In order to hit net-zero targets, the UK has set a 50GW goal for offshore wind by 2050, up from around 14GW today. And so, infrastructure investors are looking to ports as a way to capitalise on the offshore wind opportunity.

Ports in particular are seeking investment as floating designs for offshore wind are set to become widespread. For example, in UK waters, around 40 percent of planned offshore wind capacity is set to use floating turbines. This means that turbines can be deployed much further from the coastline, taking advantage of higher wind speeds and ultimately delivering more reliable power.

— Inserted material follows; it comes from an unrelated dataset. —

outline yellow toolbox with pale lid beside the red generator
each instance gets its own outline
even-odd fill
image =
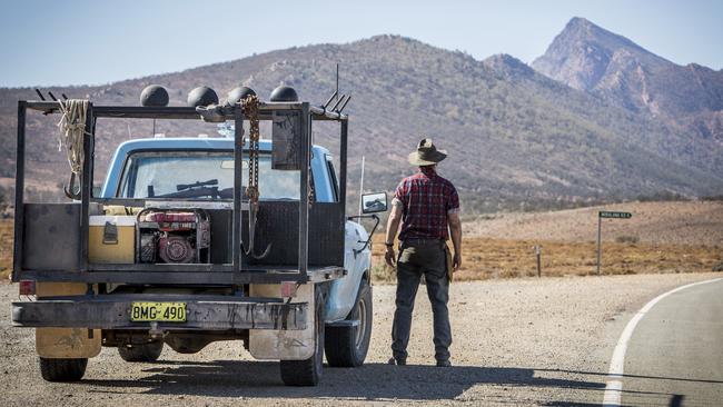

Despite the opportunity that ports and offshore wind present, rising costs have led to a drop in optimism over the past year, making investors more reluctant to invest.

A circular economy

One area where investment appetite is growing is in the circular economy, which is being fuelled by a focus on decarbonisation. The drive to reduce, recycle and reuse resources is providing opportunities.

“The circular economy is an attractive space because there is a lot of infrastructure that needs to be built to make it happen,” says Aaron Church, partner at private equity and infrastructure firm 3i. “There are currently not enough sorting and recycling plants to deal with the waste we are producing.” Church adds that there is a need for more waste-to-energy plants, which is where he is seeing developments in new technologies such as carbon capture.

Energy security is another driver of the idea of a circular economy, with the war in Ukraine pushing the EU towards producing gas from organic waste as it looks for alternatives to Russian fossil fuels. “This is providing a lot of scope for current portfolio company growth and for potential new investments – there is an explosion of opportunities in this space,” says Church.

This explosion of opportunities – not just in the circular economy space – is great news. Sustainable investing is firmly on the agenda.